Tokoname ware: jar with three handles.

Tokoname ware: jar with three handles.
Tokoname ware: jar with three handles.
Tokoname ware: jar with three handles.

Excavated from Morikoshi Kiln, Tokoname City, Aichi Prefecture
13th century
Height 39.7cm, Bore 19.2-21.0cm, Body 41.0cm, Bottom 11.5-12.6cm
Tokoname City Ceramic Research Institute
 Among Tokoname pots, there are a large number of jars with three or four ears on the shoulder.

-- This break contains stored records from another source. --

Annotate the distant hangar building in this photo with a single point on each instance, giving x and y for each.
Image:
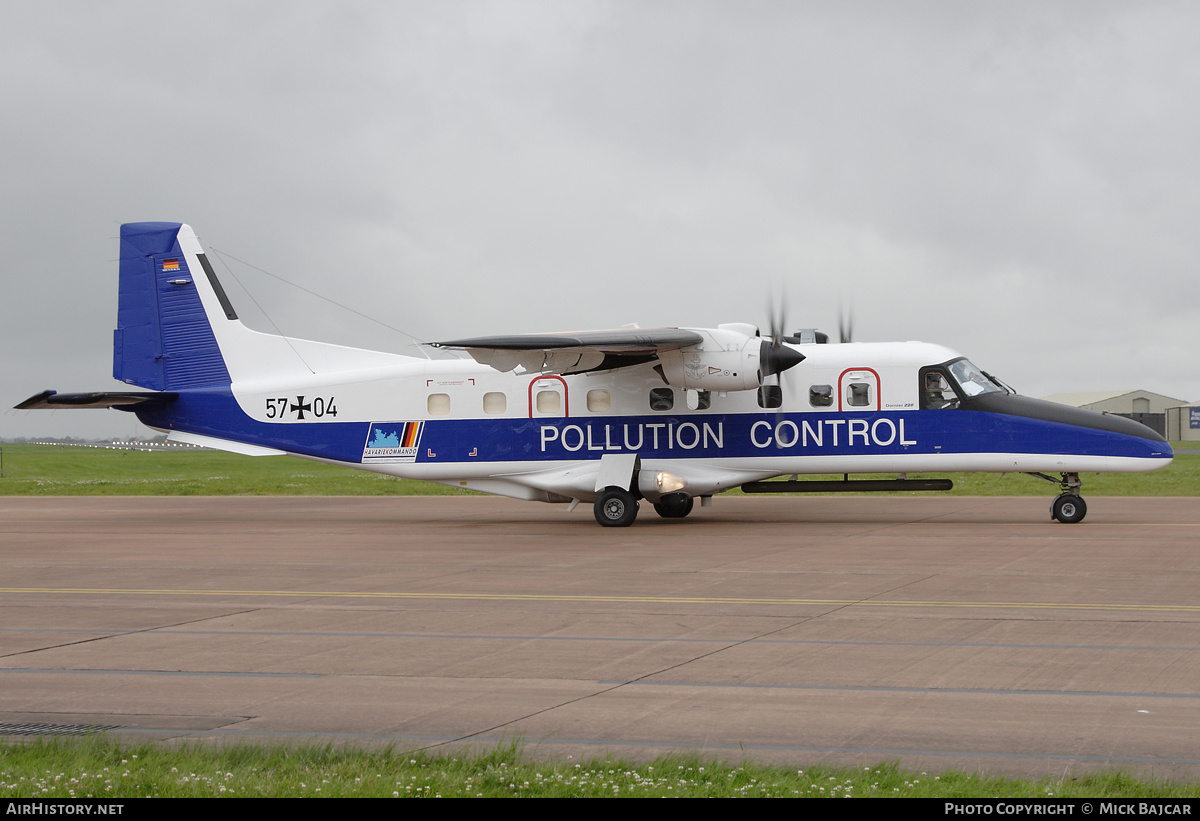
(1144, 406)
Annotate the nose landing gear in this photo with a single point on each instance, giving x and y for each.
(1068, 507)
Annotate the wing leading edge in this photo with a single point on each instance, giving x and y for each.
(574, 353)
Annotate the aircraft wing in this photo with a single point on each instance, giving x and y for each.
(574, 353)
(49, 400)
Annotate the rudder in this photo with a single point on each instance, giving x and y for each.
(163, 340)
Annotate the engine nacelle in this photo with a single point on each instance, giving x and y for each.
(730, 358)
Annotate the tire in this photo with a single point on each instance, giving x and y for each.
(1068, 509)
(616, 508)
(675, 505)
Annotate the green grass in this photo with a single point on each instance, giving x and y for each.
(79, 471)
(101, 767)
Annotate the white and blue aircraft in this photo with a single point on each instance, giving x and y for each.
(605, 417)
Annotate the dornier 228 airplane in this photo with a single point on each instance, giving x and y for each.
(606, 417)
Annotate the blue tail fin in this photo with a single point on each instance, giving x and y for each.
(163, 340)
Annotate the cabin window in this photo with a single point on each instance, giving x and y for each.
(599, 401)
(549, 401)
(771, 396)
(858, 394)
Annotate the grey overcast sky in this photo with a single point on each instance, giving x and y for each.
(1015, 180)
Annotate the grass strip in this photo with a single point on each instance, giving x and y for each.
(82, 471)
(100, 767)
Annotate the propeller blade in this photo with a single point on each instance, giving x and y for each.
(845, 325)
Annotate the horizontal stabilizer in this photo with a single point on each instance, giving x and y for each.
(49, 400)
(223, 444)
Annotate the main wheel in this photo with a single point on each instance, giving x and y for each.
(673, 505)
(1068, 509)
(616, 508)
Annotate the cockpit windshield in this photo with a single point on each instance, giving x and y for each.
(971, 379)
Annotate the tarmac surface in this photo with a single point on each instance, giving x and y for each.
(935, 631)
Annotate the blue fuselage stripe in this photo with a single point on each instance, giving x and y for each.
(215, 412)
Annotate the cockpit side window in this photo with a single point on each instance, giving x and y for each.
(935, 390)
(971, 381)
(951, 383)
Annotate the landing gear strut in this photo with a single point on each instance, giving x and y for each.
(1068, 507)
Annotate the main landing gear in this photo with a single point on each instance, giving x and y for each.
(1068, 507)
(616, 508)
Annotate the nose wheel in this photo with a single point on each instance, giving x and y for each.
(1068, 509)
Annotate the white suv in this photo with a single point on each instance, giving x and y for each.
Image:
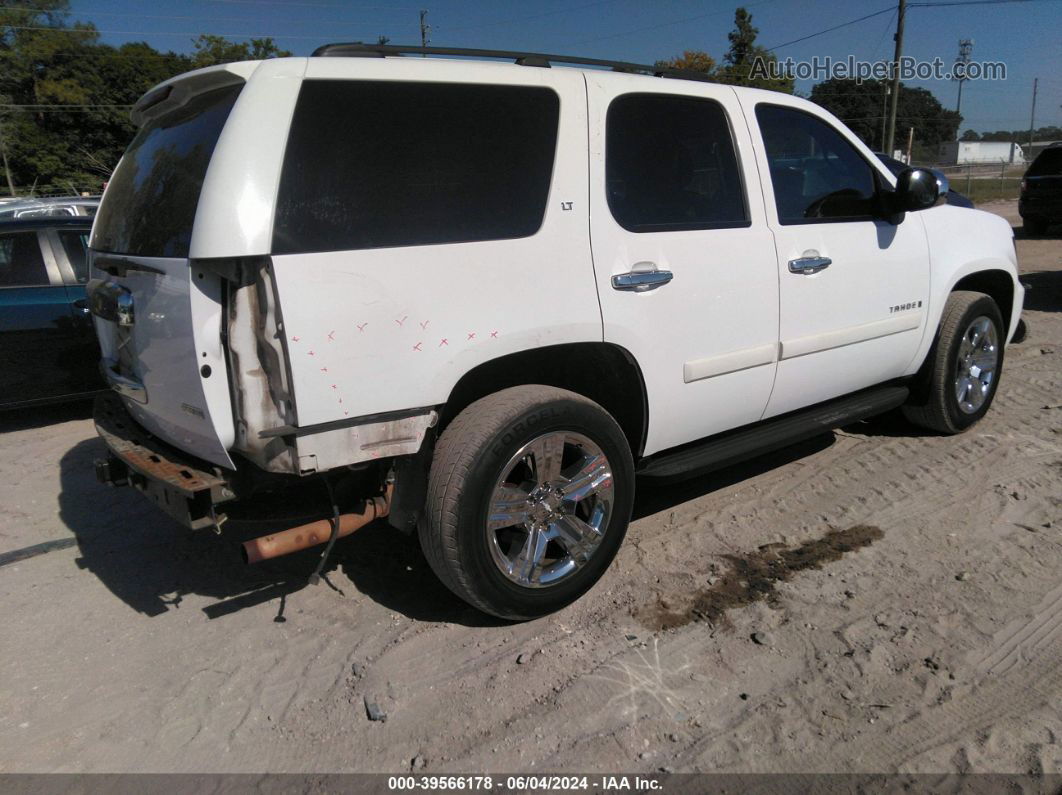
(481, 297)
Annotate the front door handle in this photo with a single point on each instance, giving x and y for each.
(808, 265)
(641, 278)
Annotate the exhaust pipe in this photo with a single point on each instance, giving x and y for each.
(312, 534)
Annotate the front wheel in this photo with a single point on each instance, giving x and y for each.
(962, 370)
(529, 498)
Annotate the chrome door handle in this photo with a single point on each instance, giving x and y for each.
(808, 265)
(639, 281)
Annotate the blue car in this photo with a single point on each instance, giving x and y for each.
(48, 347)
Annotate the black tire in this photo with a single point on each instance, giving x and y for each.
(468, 461)
(1033, 225)
(934, 403)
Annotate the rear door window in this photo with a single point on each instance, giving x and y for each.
(21, 263)
(670, 165)
(75, 243)
(375, 163)
(151, 200)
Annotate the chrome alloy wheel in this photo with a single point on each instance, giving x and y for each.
(976, 366)
(549, 510)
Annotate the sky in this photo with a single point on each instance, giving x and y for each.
(1026, 36)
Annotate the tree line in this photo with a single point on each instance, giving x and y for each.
(65, 97)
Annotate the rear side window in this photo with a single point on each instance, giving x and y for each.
(74, 243)
(374, 163)
(670, 165)
(21, 263)
(1047, 163)
(153, 194)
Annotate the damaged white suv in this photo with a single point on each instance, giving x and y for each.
(480, 297)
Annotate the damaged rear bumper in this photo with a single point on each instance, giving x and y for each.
(186, 488)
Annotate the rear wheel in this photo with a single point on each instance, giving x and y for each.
(529, 498)
(962, 370)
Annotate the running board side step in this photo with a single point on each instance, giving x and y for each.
(742, 444)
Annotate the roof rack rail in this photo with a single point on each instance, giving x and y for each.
(357, 49)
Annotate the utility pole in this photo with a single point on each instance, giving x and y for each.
(965, 47)
(425, 28)
(6, 168)
(885, 115)
(1032, 116)
(891, 137)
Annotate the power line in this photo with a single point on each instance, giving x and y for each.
(527, 19)
(909, 5)
(835, 28)
(192, 17)
(87, 31)
(657, 27)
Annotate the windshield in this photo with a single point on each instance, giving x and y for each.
(151, 201)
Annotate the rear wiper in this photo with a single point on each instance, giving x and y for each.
(121, 265)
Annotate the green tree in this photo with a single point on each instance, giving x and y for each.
(747, 63)
(694, 61)
(211, 50)
(862, 107)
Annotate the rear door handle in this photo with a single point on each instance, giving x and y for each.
(808, 265)
(641, 277)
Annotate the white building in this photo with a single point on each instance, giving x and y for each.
(959, 153)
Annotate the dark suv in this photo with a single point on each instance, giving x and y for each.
(48, 350)
(1041, 202)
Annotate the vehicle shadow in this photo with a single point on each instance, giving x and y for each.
(1046, 292)
(1052, 232)
(152, 563)
(38, 416)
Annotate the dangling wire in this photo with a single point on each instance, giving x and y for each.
(315, 576)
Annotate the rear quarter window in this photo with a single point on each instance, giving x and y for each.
(376, 163)
(151, 201)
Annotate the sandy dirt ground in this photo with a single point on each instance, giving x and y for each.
(875, 600)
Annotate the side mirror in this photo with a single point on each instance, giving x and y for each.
(920, 189)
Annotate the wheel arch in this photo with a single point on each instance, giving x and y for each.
(604, 373)
(995, 282)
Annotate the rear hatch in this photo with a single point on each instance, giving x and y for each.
(158, 317)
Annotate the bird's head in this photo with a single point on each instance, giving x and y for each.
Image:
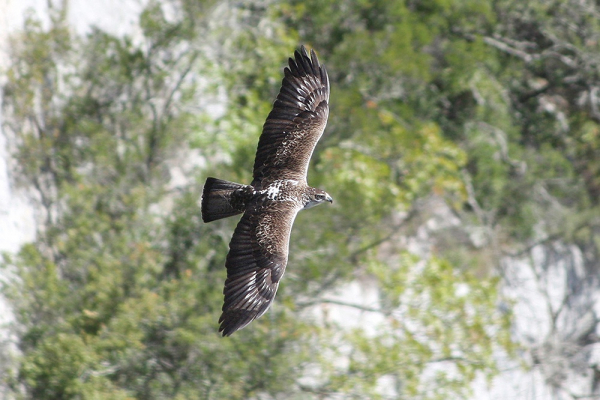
(315, 197)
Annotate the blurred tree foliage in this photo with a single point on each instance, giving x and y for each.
(487, 106)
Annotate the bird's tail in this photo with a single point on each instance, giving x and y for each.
(222, 199)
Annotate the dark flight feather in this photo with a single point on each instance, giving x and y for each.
(258, 251)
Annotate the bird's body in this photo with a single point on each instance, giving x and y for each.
(258, 250)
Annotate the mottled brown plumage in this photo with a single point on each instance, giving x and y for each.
(258, 250)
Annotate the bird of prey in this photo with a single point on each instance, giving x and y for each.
(258, 251)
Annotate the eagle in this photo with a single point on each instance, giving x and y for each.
(258, 251)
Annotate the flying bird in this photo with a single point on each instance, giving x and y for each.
(258, 251)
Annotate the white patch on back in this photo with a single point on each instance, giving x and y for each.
(273, 190)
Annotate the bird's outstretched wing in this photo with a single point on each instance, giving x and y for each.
(257, 257)
(296, 122)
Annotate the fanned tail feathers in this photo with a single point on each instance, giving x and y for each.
(222, 199)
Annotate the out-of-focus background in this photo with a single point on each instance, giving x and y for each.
(459, 260)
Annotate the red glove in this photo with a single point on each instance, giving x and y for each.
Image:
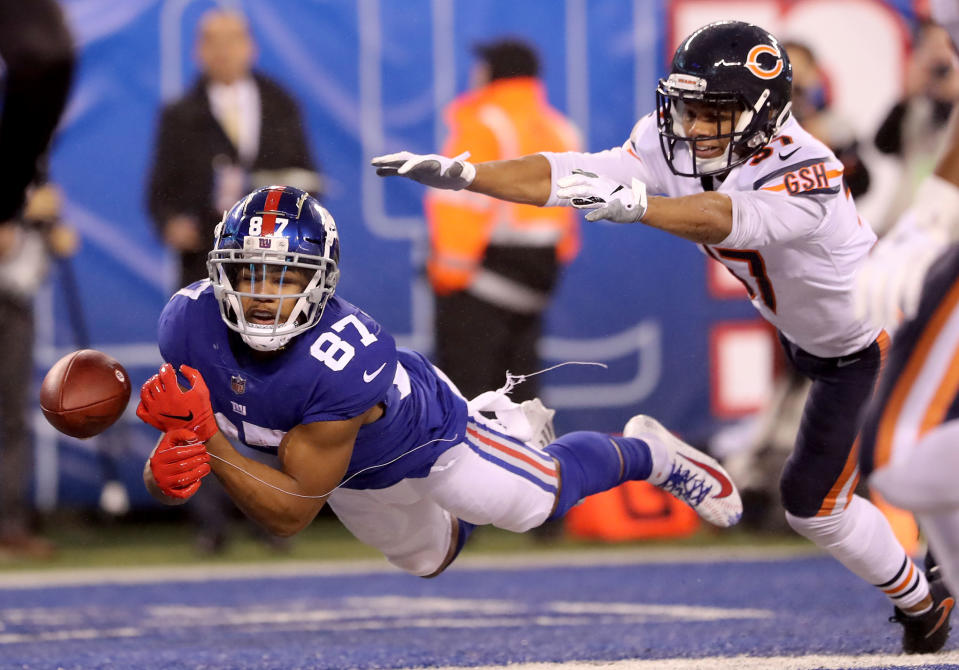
(165, 407)
(179, 462)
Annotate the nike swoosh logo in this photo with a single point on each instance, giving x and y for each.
(185, 417)
(370, 376)
(946, 606)
(727, 486)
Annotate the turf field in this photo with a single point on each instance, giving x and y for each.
(711, 602)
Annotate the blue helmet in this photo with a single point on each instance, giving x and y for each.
(740, 69)
(272, 234)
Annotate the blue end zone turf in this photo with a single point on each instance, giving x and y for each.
(464, 617)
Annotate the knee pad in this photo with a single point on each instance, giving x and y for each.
(591, 462)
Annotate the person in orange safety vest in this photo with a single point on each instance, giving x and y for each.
(493, 264)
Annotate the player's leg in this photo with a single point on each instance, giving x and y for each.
(820, 477)
(911, 428)
(412, 531)
(493, 478)
(906, 450)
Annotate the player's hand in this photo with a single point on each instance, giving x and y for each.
(606, 198)
(166, 407)
(178, 463)
(430, 169)
(889, 285)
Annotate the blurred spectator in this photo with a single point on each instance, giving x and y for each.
(493, 265)
(26, 247)
(914, 129)
(234, 130)
(812, 107)
(36, 53)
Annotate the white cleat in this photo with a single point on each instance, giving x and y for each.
(695, 478)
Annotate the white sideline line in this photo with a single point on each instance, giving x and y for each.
(270, 570)
(812, 662)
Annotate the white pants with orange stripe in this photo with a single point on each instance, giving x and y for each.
(911, 433)
(489, 478)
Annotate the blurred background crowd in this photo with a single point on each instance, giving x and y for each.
(175, 108)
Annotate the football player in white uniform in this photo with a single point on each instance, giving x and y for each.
(911, 430)
(722, 163)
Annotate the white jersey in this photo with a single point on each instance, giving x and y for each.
(796, 241)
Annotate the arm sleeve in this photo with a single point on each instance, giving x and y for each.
(618, 164)
(761, 218)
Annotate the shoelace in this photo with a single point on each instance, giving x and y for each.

In the Heian period (794-1185), the technique of the previous generation was inherited and used vertical ears, but in the Kamakura period (1192-1333), Seto-style horizontal ears were used, and three-ear jars were by far the most common type of jar. This jar has an unusual mouth design in that the edge of the mouth rim is bent outward in a rounded curve, and the shoulders protrude strongly, but the line that transitions to the body is rounded, and the body shape is bulging toward the small bottom. Based on the shape, it must have been made in the middle of the Kamakura period. The clay is rather coarse and rich in feldspar, which is abundant in the central part of the peninsula, and it is well tempered, with feldspar pits visible on the entire surface of the brownish-brown vessel. The green natural glaze running down from the shoulder to part of the body, together with the vertical cracks caused by the intense fire, make this large jar very powerful.